Cookies come in plenty of different sizes, thicknesses, colors, and textures, and everyone has their preference. Some people swear by cookies that are thin and crisp, some like the type that are light and cakey, but others like cookies that have more chewiness to them.
If you’re into the chewy type of cookies, then you’re probably going to be able to make your cookies even chewier by using bread flour. Hurray!
Bread flour can be used to make cookies that are slightly denser and chewier. Since bread flour contains more protein than all-purpose flour, it can create more gluten, which gives the cookie more bend and chew. This is ideal for those who like the extra chewiness, but it is considered too chewy by some.
So, if your cookies just aren’t cutting it in the chewiness department, try substituting bread flour for the all-purpose flour next time you make them.
Of course, not all cookie recipes will suit the addition of bread flour. To make a chewy cookie, there needs to be the right ingredients and ratio of ingredients used. You can’t expect to switch the flour in any recipe and have perfectly chewy cookies every time.
Make sure that you’re finding a ‘chewy cookie’ recipe first, then try using bread flour. To take it even further, make a batch with all-purpose and a batch with bread flour to see how they compare.
Why Bread Flour Can Make Great Cookies (And Why It Might Not)
If you’re obsessed with chewy cookies, like me, then you’re going to want to try making your cookies with bread flour.
When you use bread flour, you’re introducing more gluten to the cookie mix. Gluten is what’s used to give bread its structure and chewy texture. The chewy aspect of bread can be added to cookies with the simple substitution of bread flour.
When you’re using bread flour in cookie dough, you won’t be building as much gluten as you would with bread dough since you’re not kneading it (and it contains egg and butter, which reduces gluten development). You’ll just be creating enough gluten during mixing to add a satisfying amount of extra chew. Mixing the cookie dough too much and you might create too much gluten, which would result in overly chewy cookies.
You don’t want to use bread flour in all cookies.
We know that bread flour is great for chewy cookies, but it’s not so great for other kinds of cookies. If you’re wanting thin and crisp, or cakey cookies, then I wouldn’t suggest using bread flour since you just won’t get the texture or appearance as you would if you were to use all-purpose flour.
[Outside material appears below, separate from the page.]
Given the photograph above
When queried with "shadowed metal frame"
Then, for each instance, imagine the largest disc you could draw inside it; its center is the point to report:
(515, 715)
Not only will it make these other types of cookies chewier than they need to be, but it’ll also reduce spreading and make them denser, which, generally speaking, isn’t great for any other type of cookie.
The Difference Between Bread Flour And All-Purpose Flour
The main difference between these two types of flour is the protein content. Bread flour has a higher protein content, which is more suitable for bread, whilst all-purpose flour has a slightly lower protein content, which is suitable for plenty of different purposes, as the name suggests.
There are two types of protein in flour: gliadin and glutenin. When combined with water, these two proteins come together to form gluten, which is what makes dough elastic and gives bread its chewiness. If it weren’t for gluten, baked goods wouldn’t have any structure.
Since bread flour contains more protein, it can create more gluten, which therefore gives a chewier texture to whatever it’s used in.
Mixing Bread Flour And All-Purpose Flour Is Best
Even if you like chewy cookies, using bread flour alone may lead to an overly chewy cookie by your standards.
How chewy the cookies get depends on the type of bread flour you use. Generally speaking, the majority of bread flour will have a protein content of 12% or higher, and the higher the protein, the more chewy the cookies will be.
If you find that they are too chewy for you, then you can mix the bread flour with all-purpose flour to ‘dilute’ the protein in the flour. By doing this, you’re lessening how much gluten can be developed, so the cookies won’t become as chewy.
You might want to small around with this in small batches by mixing different ratios of the two types of flour. Start with 50% of each then adjust with more all-purpose flour if it’s too chewy, or more bread flour if it’s not chewy enough.